自然災害と無謀さ
「すると、悪魔はイエスを聖なる都に連れて行き、神殿の頂に立たせて、言った。『あなたが神の子なら、下に身を投げてみなさい。「神は御使いたちに命じて、その手にあなたをささえさせ、あなたの足が石に打ち当たることのないようにされる」と書いてありますから。』イエスは言われた。『あなたの神である主を試みてはならない』とも書いてある」(マタイ4:5〜7)。
2014年9月27日、長野県と岐阜県の県境に位置する御嶽山が噴火し、10月7日の時点で、死者51人、行方不明者12名を出す大参事となりました。
画像はhttp://gigazine.net/news/20140927-ontake/よりお借りしました。
御嶽山は活火山であり、2007年に小規模な噴火を起こしているとの事です。ですから7年ぶりの事です(東京新聞9月29日の社説より)。以下その社説を若干引用します。
火山噴火の予知は地震の予知と同様難しいのですが、「(九月)十日に五十回超、十一日には八十回超の微小な地震を観測した。それを受けて気象庁は、活動が活発化したことを地元自治体などに情報提供していた」とあります。
ところがその後「震源が徐々に浅くなるなど危険な兆候は見られず、十二日以降は地震回数も減ったため」、気象庁は警戒レベルを引き上げる事はしなかったそうです。
ここに気象庁という地球科学者たちの集団の大きな「罪・科」があったと私は考えます。簡単に言えばこの噴火は彼らにとって想定外の出来事だったわけです。だから社説は東日本大震災にも触れて、「われわれが学んだのは、想定外の災害が起こりうるということだ」と明確に述べています。
かつて私はiireiさんを通して槌田劭氏という優れた科学者を知り、過去ログに書きました(http://d.hatena.ne.jp/hatehei666/20111122/1321937403)。
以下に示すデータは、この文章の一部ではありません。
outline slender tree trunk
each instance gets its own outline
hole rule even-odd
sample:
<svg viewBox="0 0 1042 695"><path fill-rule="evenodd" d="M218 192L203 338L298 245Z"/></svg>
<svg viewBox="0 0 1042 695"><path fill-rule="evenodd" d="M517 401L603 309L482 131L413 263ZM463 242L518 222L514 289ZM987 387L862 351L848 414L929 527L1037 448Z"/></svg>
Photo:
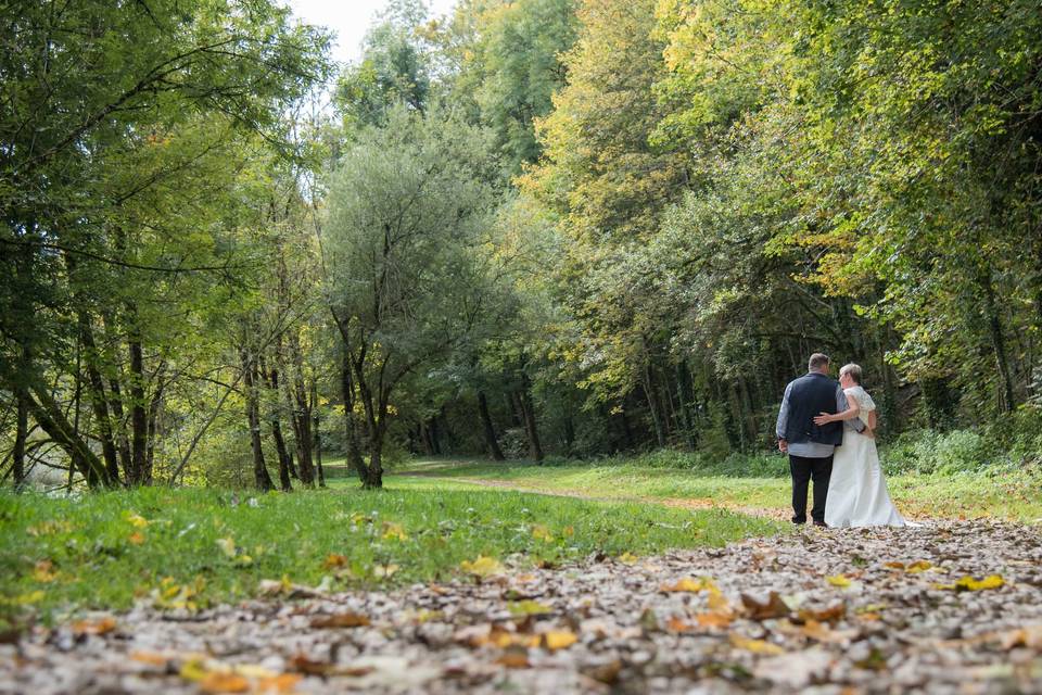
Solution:
<svg viewBox="0 0 1042 695"><path fill-rule="evenodd" d="M488 401L485 399L484 391L478 391L478 414L481 416L481 424L485 430L485 444L488 446L488 455L493 460L504 460L503 450L499 448L499 442L496 441L496 428L492 425L492 415L488 414Z"/></svg>
<svg viewBox="0 0 1042 695"><path fill-rule="evenodd" d="M266 365L262 363L260 372L267 376L265 381L276 402L276 406L271 408L270 428L271 439L275 441L275 451L279 456L279 485L282 488L282 492L291 492L293 490L293 483L290 481L292 460L289 448L285 446L285 439L282 437L282 422L279 419L278 403L280 394L278 359L275 361L270 370L266 370Z"/></svg>
<svg viewBox="0 0 1042 695"><path fill-rule="evenodd" d="M1013 377L1009 374L1009 359L1006 354L1006 341L1002 333L1002 319L999 316L999 306L995 302L995 287L991 281L990 271L983 271L978 278L984 294L984 318L988 321L988 333L991 346L995 352L995 371L999 377L999 409L1012 413L1016 407L1013 394Z"/></svg>
<svg viewBox="0 0 1042 695"><path fill-rule="evenodd" d="M137 317L134 318L137 320ZM144 358L137 329L129 338L130 351L130 469L127 483L144 484L144 457L148 443L149 416L144 405Z"/></svg>
<svg viewBox="0 0 1042 695"><path fill-rule="evenodd" d="M318 470L318 486L326 486L326 471L322 469L322 433L319 431L318 426L321 424L319 421L318 415L318 384L315 380L312 380L312 432L315 434L315 442L313 444L312 451L315 453L315 469Z"/></svg>
<svg viewBox="0 0 1042 695"><path fill-rule="evenodd" d="M315 484L315 466L312 457L312 414L304 386L304 359L301 341L295 331L289 332L290 359L293 369L287 372L291 403L293 404L293 437L296 440L296 460L304 484Z"/></svg>
<svg viewBox="0 0 1042 695"><path fill-rule="evenodd" d="M119 462L116 458L116 443L112 433L112 419L109 415L109 400L105 395L105 382L98 368L98 348L94 343L93 329L90 327L90 317L80 311L78 314L80 341L84 344L87 362L87 383L90 387L90 403L98 420L98 439L101 442L101 456L105 468L113 480L119 478Z"/></svg>
<svg viewBox="0 0 1042 695"><path fill-rule="evenodd" d="M13 459L11 465L14 489L20 491L25 483L25 440L28 439L29 432L29 406L26 403L26 396L21 392L15 394L15 401L17 402L15 406L17 414L15 416L14 448L11 452Z"/></svg>
<svg viewBox="0 0 1042 695"><path fill-rule="evenodd" d="M532 406L532 396L529 393L528 380L524 389L519 394L521 402L521 417L524 419L524 431L529 438L529 456L532 460L541 463L543 460L543 445L539 443L539 432L536 428L535 412Z"/></svg>
<svg viewBox="0 0 1042 695"><path fill-rule="evenodd" d="M347 465L358 473L358 480L366 482L366 464L361 458L361 444L358 441L358 420L355 416L355 386L351 371L351 356L344 351L340 366L340 388L344 399L344 428L347 445Z"/></svg>
<svg viewBox="0 0 1042 695"><path fill-rule="evenodd" d="M245 349L241 352L242 375L245 383L246 421L250 425L250 445L253 450L253 478L260 492L275 488L264 463L264 446L260 441L260 412L257 403L256 364Z"/></svg>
科学技術と言えば、例えば『自然の摂理から環境を考える』(http://blog.sizen-kankyo.com/blog/2013/08/1368.html)という優れた考察があります。このブロガーは「『自然にたいして人間が上位に立ったというガリレオやベーコンやデカルトの増長』」を説いています。彼らの意識の起源は、「近代思想に導かれて、人類を特別な存在と看做し、自然は人類の科学技術により操作できるという、己を万物の万能者(神)と錯覚した『自然支配視』」とあるように、近代から出発しており一般に正しいのですが、槌田劭氏は聖書のアダムとエバの罪にまで遡及し、人間は「原罪を意識しつつ知恵によって生きる生き方を求められるようになった」と、独特な考え方を採用しています。だから罪・咎=科を負った科学者と自称する人々のインチキを看破し、「彼らには『想定外』がものすごく多い。こうした『無知』で『無恥』な専門家たちの指示で動いてパニックになれば、分からないことだらけになって当然。私は『科学というのは罪科(つみとが)の学だと言っている。このような『科学(とががく)』はものごとをけっして全体で見ようとせず、専門領域の中で部分的真理ばかりを探究する。そして深刻な事故が起こると枝葉末節の議論に終始し、情報を隠蔽する」とずばり。火山噴火についての気象庁の無責任さを予言したかのようです。
では今度の噴火の悲劇、彼ら科学者たちだけの罪科でしょうか。私はそうは思いません。私は60名余の死者・行方不明者に、深い哀悼の意を表明するのにやぶさかではありません。
しかし御嶽山は活火山であり、いついかなる時にも「想定外」の噴火は起こり得るのです。それを承知で山に登った彼らの自己責任も問われます。その登山は冒険、或いは無謀であり、冒頭の聖句でキリストが神を試みる罪と言われた事にも通じます。神を知らなければ、それを自然と置き換えても良いと思います。
そこで『磁力と重力の発見』などで、近代科学技術に非常に詳しい元東大全共闘議長の山本義隆氏は、「…近代科学は、おのれの力を過信するとともに、自然に対する畏怖の念を忘れ去っていったのである」と明快に述べています(『福島の原発事故をめぐって』)。自然に対する畏れを忘れ去った…それが私たちであり、登山者でもあります。
故に東京新聞社説の末尾にあるように、「自然の脅威に、私たちは、何よりも謙虚に向きあっていくしかない」のです。もっと身近で安全な自然を家族で満喫していればと思うと、残念でなりません。